I've found it's best to just not think about it too much. CAPTCHAs are, after all, designed to "tell Computers and Humans Apart". You're a human, so just pick whatever seems reasonable and move on. If the system doesn't accept your answer, that's _its_ fault, not yours.
I've gotten several times the one asking for "tea", that requires you to select three pictures of coffee[1]. With the store fronts, at least I can read what they say. They are often in Spanish, for one reason.
So humans have to clear higher and higher hurdles to prove themselves human while the computers use the answers from the captchas to get closer to humans' capabilities.
I was meaning to use the idiom "to boot", you cut off a word.
Perhaps my grammar wasn't correct there though.
In any case, check out the blackhat presentation about using Google's image recognition to solve the image based captchas.

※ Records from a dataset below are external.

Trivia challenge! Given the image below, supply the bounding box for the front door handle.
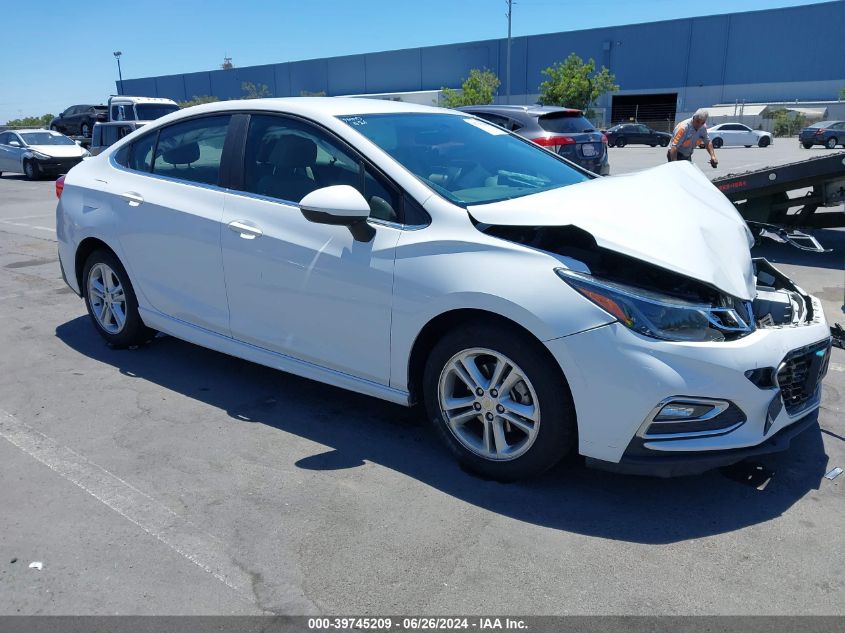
[229,220,264,240]
[120,191,144,207]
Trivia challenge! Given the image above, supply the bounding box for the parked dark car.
[607,123,672,147]
[798,121,845,149]
[50,105,109,138]
[458,105,610,176]
[88,121,146,156]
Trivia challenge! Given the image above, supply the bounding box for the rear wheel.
[82,249,155,347]
[423,324,576,481]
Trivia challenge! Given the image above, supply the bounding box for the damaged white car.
[57,98,830,480]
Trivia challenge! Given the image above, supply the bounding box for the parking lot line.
[0,410,315,612]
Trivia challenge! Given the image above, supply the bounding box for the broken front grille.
[777,340,830,415]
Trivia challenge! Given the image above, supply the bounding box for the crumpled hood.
[468,161,756,300]
[27,143,85,158]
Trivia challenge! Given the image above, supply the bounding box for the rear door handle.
[120,191,144,207]
[229,220,264,240]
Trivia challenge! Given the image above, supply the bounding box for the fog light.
[654,402,716,422]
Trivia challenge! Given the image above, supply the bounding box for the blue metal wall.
[118,0,845,100]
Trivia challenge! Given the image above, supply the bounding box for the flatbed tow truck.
[713,152,845,349]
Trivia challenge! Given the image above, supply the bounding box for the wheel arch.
[73,237,121,296]
[407,308,577,410]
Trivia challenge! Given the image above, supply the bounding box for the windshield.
[338,113,589,204]
[21,132,76,145]
[135,103,179,121]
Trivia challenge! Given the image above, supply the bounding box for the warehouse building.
[118,0,845,125]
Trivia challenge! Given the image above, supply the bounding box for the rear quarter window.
[537,113,595,134]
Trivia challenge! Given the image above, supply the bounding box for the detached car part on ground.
[0,130,91,180]
[57,98,830,480]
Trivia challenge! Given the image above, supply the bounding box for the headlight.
[555,268,754,341]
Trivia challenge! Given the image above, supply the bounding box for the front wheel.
[423,324,576,481]
[82,250,155,347]
[23,160,41,180]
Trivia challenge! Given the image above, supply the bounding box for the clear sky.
[0,0,832,122]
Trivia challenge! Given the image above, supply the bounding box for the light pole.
[505,0,513,105]
[112,51,123,95]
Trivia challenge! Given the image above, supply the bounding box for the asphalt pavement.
[0,139,845,615]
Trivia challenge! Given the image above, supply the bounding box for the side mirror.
[299,185,375,242]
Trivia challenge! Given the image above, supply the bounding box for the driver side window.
[243,115,401,222]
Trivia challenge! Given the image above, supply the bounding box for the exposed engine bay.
[476,224,817,340]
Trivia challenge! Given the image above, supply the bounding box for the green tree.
[178,95,220,108]
[440,68,502,108]
[6,114,55,127]
[241,81,273,99]
[539,53,619,110]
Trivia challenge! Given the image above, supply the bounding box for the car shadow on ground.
[56,317,827,543]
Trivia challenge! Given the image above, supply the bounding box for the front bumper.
[546,299,830,466]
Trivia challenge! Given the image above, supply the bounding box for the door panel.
[222,115,401,385]
[222,193,401,385]
[104,116,230,336]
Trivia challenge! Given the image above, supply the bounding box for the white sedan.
[707,123,774,149]
[57,98,830,480]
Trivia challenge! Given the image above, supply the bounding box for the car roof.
[458,104,582,116]
[175,97,461,120]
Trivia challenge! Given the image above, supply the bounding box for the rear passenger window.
[153,115,231,185]
[126,132,158,171]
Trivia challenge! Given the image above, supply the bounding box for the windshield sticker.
[340,116,367,127]
[464,119,507,136]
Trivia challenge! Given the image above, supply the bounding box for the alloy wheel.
[88,263,126,334]
[438,348,540,461]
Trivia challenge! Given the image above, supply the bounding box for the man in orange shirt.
[666,109,719,168]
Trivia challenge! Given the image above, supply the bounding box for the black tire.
[82,249,155,348]
[423,323,577,482]
[23,160,41,180]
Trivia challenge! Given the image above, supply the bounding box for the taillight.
[532,136,575,147]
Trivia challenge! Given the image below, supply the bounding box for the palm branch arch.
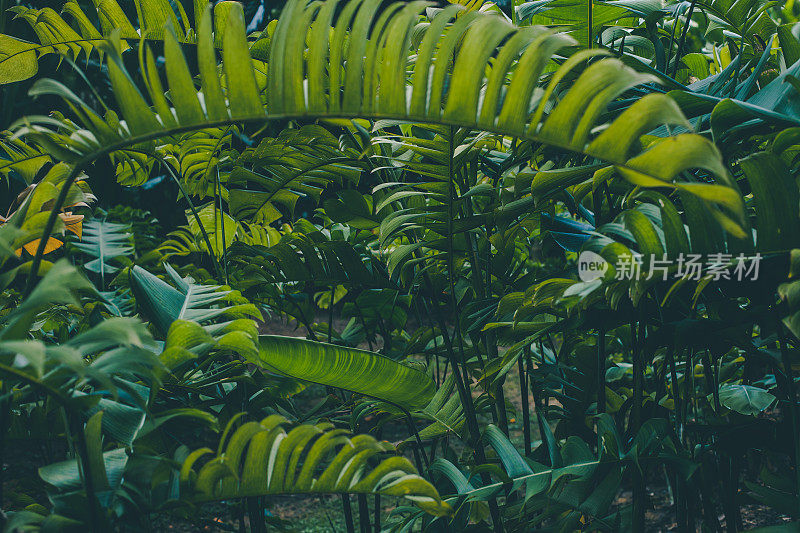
[3,0,746,294]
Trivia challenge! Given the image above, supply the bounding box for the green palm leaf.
[75,219,133,287]
[251,335,436,409]
[181,415,450,516]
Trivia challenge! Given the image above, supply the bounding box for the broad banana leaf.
[252,335,436,410]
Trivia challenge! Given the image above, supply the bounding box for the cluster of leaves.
[0,0,800,531]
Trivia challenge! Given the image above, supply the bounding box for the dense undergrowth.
[0,0,800,532]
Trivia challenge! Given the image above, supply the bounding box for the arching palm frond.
[181,415,450,516]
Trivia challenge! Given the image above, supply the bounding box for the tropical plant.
[0,0,800,532]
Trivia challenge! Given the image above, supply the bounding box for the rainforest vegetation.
[0,0,800,533]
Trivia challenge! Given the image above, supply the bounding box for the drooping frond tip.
[181,415,451,516]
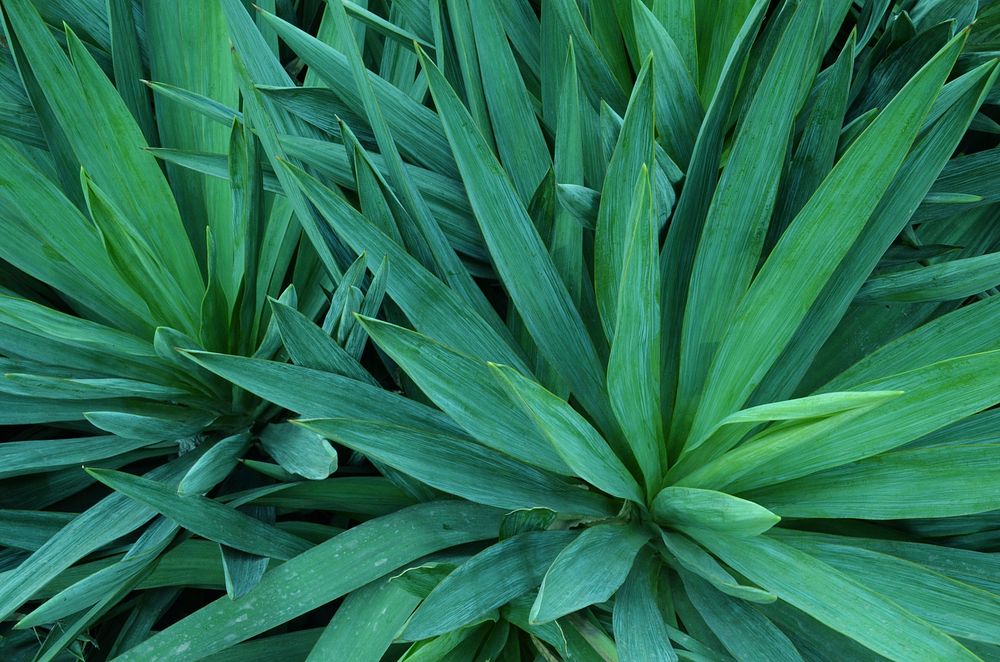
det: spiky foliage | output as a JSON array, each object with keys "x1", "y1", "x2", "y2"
[{"x1": 0, "y1": 0, "x2": 1000, "y2": 662}]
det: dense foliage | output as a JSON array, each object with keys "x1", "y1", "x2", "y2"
[{"x1": 0, "y1": 0, "x2": 1000, "y2": 662}]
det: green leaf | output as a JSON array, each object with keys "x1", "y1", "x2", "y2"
[
  {"x1": 421, "y1": 45, "x2": 615, "y2": 440},
  {"x1": 18, "y1": 518, "x2": 177, "y2": 628},
  {"x1": 87, "y1": 469, "x2": 312, "y2": 559},
  {"x1": 177, "y1": 432, "x2": 250, "y2": 496},
  {"x1": 84, "y1": 405, "x2": 215, "y2": 441},
  {"x1": 0, "y1": 510, "x2": 74, "y2": 552},
  {"x1": 594, "y1": 58, "x2": 659, "y2": 338},
  {"x1": 271, "y1": 299, "x2": 376, "y2": 384},
  {"x1": 768, "y1": 32, "x2": 856, "y2": 239},
  {"x1": 0, "y1": 435, "x2": 150, "y2": 478},
  {"x1": 490, "y1": 364, "x2": 643, "y2": 503},
  {"x1": 783, "y1": 532, "x2": 1000, "y2": 644},
  {"x1": 189, "y1": 352, "x2": 462, "y2": 435},
  {"x1": 681, "y1": 351, "x2": 1000, "y2": 493},
  {"x1": 598, "y1": 169, "x2": 667, "y2": 494},
  {"x1": 857, "y1": 253, "x2": 1000, "y2": 303},
  {"x1": 670, "y1": 2, "x2": 823, "y2": 446},
  {"x1": 469, "y1": 0, "x2": 552, "y2": 204},
  {"x1": 666, "y1": 391, "x2": 902, "y2": 482},
  {"x1": 5, "y1": 0, "x2": 203, "y2": 301},
  {"x1": 681, "y1": 573, "x2": 802, "y2": 662},
  {"x1": 660, "y1": 0, "x2": 768, "y2": 457},
  {"x1": 274, "y1": 163, "x2": 523, "y2": 367},
  {"x1": 530, "y1": 524, "x2": 649, "y2": 623},
  {"x1": 260, "y1": 423, "x2": 337, "y2": 480},
  {"x1": 0, "y1": 138, "x2": 151, "y2": 334},
  {"x1": 698, "y1": 533, "x2": 978, "y2": 660},
  {"x1": 299, "y1": 419, "x2": 615, "y2": 517},
  {"x1": 143, "y1": 0, "x2": 243, "y2": 290},
  {"x1": 362, "y1": 319, "x2": 570, "y2": 474},
  {"x1": 306, "y1": 577, "x2": 420, "y2": 662},
  {"x1": 261, "y1": 2, "x2": 494, "y2": 326},
  {"x1": 500, "y1": 508, "x2": 558, "y2": 540},
  {"x1": 402, "y1": 531, "x2": 575, "y2": 641},
  {"x1": 692, "y1": 29, "x2": 965, "y2": 436},
  {"x1": 252, "y1": 476, "x2": 413, "y2": 519},
  {"x1": 80, "y1": 171, "x2": 197, "y2": 335},
  {"x1": 613, "y1": 553, "x2": 678, "y2": 662},
  {"x1": 113, "y1": 501, "x2": 500, "y2": 662},
  {"x1": 632, "y1": 0, "x2": 704, "y2": 170},
  {"x1": 755, "y1": 58, "x2": 997, "y2": 401},
  {"x1": 545, "y1": 0, "x2": 627, "y2": 111},
  {"x1": 653, "y1": 487, "x2": 781, "y2": 537},
  {"x1": 660, "y1": 529, "x2": 778, "y2": 604},
  {"x1": 747, "y1": 445, "x2": 1000, "y2": 520},
  {"x1": 0, "y1": 451, "x2": 198, "y2": 619}
]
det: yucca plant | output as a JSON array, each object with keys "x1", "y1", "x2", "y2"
[
  {"x1": 0, "y1": 0, "x2": 1000, "y2": 662},
  {"x1": 0, "y1": 1, "x2": 406, "y2": 659}
]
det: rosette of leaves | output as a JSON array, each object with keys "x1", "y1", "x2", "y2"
[
  {"x1": 1, "y1": 0, "x2": 1000, "y2": 661},
  {"x1": 0, "y1": 0, "x2": 408, "y2": 660}
]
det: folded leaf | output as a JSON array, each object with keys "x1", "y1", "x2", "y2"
[
  {"x1": 698, "y1": 533, "x2": 978, "y2": 661},
  {"x1": 403, "y1": 531, "x2": 575, "y2": 641},
  {"x1": 746, "y1": 444, "x2": 1000, "y2": 519},
  {"x1": 530, "y1": 524, "x2": 649, "y2": 623},
  {"x1": 653, "y1": 487, "x2": 781, "y2": 536},
  {"x1": 87, "y1": 469, "x2": 312, "y2": 559},
  {"x1": 490, "y1": 364, "x2": 643, "y2": 503},
  {"x1": 300, "y1": 419, "x2": 614, "y2": 517},
  {"x1": 120, "y1": 501, "x2": 500, "y2": 662},
  {"x1": 260, "y1": 423, "x2": 337, "y2": 480}
]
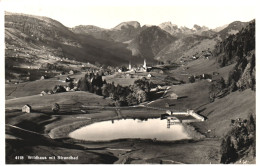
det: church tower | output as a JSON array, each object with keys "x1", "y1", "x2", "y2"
[
  {"x1": 128, "y1": 61, "x2": 132, "y2": 70},
  {"x1": 143, "y1": 59, "x2": 147, "y2": 69}
]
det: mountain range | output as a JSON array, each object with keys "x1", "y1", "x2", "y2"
[{"x1": 5, "y1": 12, "x2": 248, "y2": 66}]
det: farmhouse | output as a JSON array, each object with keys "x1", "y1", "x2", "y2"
[{"x1": 170, "y1": 93, "x2": 179, "y2": 100}]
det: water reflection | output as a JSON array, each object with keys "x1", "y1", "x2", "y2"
[{"x1": 69, "y1": 119, "x2": 189, "y2": 141}]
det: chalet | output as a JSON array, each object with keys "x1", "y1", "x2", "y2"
[
  {"x1": 69, "y1": 70, "x2": 75, "y2": 74},
  {"x1": 147, "y1": 73, "x2": 153, "y2": 78},
  {"x1": 41, "y1": 75, "x2": 48, "y2": 80},
  {"x1": 170, "y1": 93, "x2": 179, "y2": 100},
  {"x1": 22, "y1": 104, "x2": 32, "y2": 113}
]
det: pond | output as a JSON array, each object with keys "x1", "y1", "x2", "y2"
[{"x1": 69, "y1": 119, "x2": 190, "y2": 141}]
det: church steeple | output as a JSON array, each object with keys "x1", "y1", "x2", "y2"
[
  {"x1": 143, "y1": 59, "x2": 147, "y2": 69},
  {"x1": 128, "y1": 61, "x2": 132, "y2": 70}
]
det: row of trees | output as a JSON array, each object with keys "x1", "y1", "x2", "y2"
[
  {"x1": 78, "y1": 73, "x2": 156, "y2": 106},
  {"x1": 220, "y1": 114, "x2": 256, "y2": 164}
]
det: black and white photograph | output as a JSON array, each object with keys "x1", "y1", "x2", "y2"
[{"x1": 0, "y1": 0, "x2": 259, "y2": 165}]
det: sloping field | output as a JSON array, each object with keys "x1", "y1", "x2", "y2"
[
  {"x1": 5, "y1": 91, "x2": 112, "y2": 109},
  {"x1": 194, "y1": 89, "x2": 256, "y2": 137},
  {"x1": 149, "y1": 80, "x2": 210, "y2": 111}
]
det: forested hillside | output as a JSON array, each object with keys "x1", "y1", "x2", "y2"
[{"x1": 214, "y1": 20, "x2": 255, "y2": 91}]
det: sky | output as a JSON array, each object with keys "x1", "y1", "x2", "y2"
[{"x1": 0, "y1": 0, "x2": 256, "y2": 29}]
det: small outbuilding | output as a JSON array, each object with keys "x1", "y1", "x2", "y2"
[
  {"x1": 170, "y1": 93, "x2": 179, "y2": 99},
  {"x1": 51, "y1": 103, "x2": 60, "y2": 113},
  {"x1": 69, "y1": 70, "x2": 75, "y2": 74},
  {"x1": 22, "y1": 104, "x2": 32, "y2": 113}
]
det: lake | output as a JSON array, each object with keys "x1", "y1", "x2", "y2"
[{"x1": 69, "y1": 119, "x2": 190, "y2": 141}]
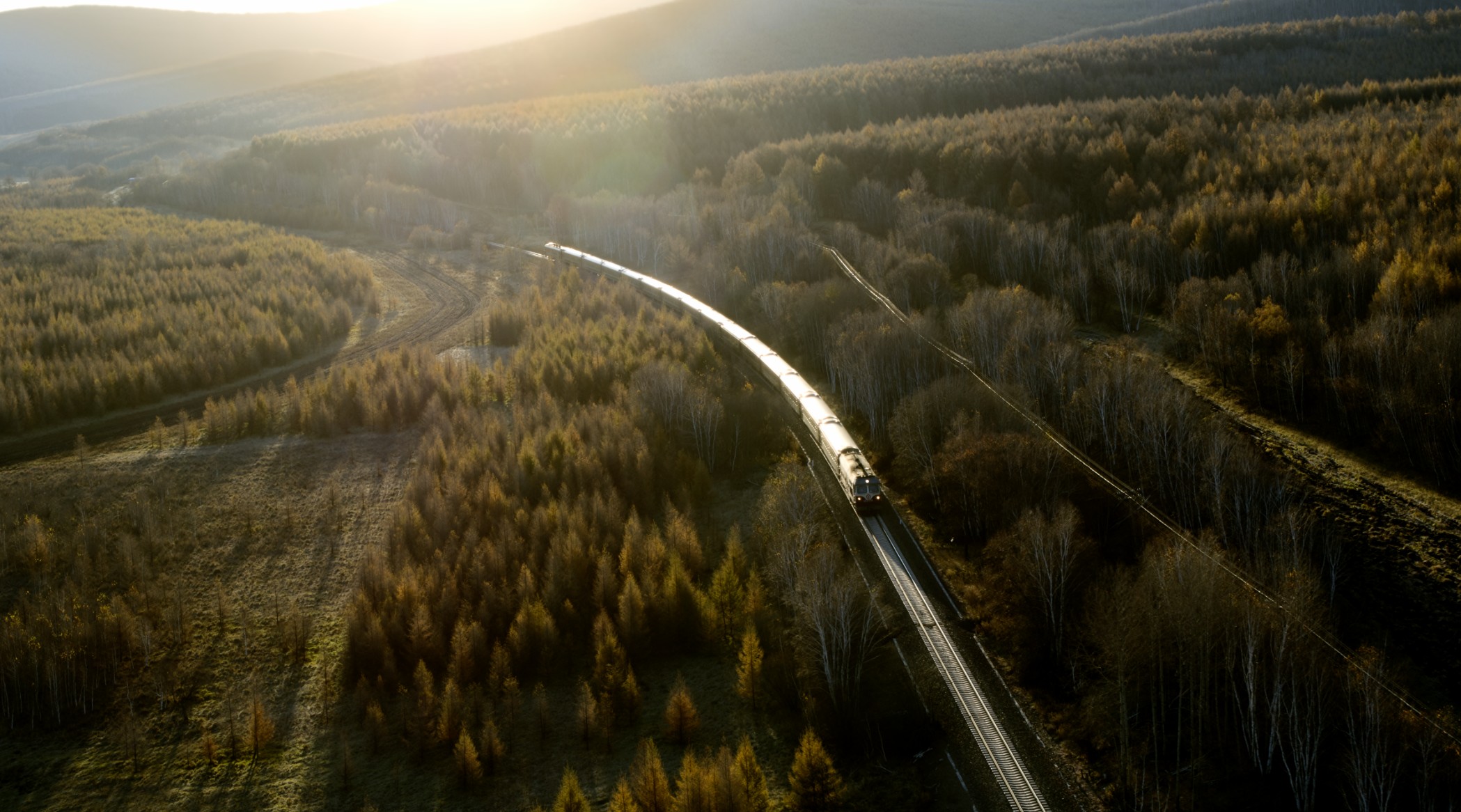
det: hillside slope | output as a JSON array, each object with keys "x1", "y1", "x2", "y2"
[
  {"x1": 0, "y1": 0, "x2": 1195, "y2": 173},
  {"x1": 1049, "y1": 0, "x2": 1457, "y2": 44},
  {"x1": 0, "y1": 51, "x2": 377, "y2": 133},
  {"x1": 0, "y1": 0, "x2": 656, "y2": 132}
]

There are a wide variety of fairly advanced image recognition tools but a surprisingly small number of complex text recognition ones.
It's not you. They simply don't fucking work anymore. I'd pay for this as a browser plugin because clearly Google at some point stopped testing to actually see if recaptcha actually works. It doesn't, though it used to. Sites that use recaptcha are broken and if I do contact them for other reasons, I make sure to let them know that the site is inaccessible to a large part of their audience. Ironically, that includes part of Google itself ...
I get a recaptcha every time I log into hilton to book a hotel room for a trip. That's the only site this happens on; I wonder what I'm doing to trigger it.
Sites get to set the captcha security. There's 3 tiers. The highest one will always bug the user, the lower one will almost never do it (unless it's a specific flagged IP). Default is somewhere in the middle, but I'm guessing that site has it set to the highest.
The person you're replying to has a different issue. The way the one button captcha works is by using your cookies to try to figure out if you're a real human user or a robot. If you clear your cookies, you'll almost always get the captcha.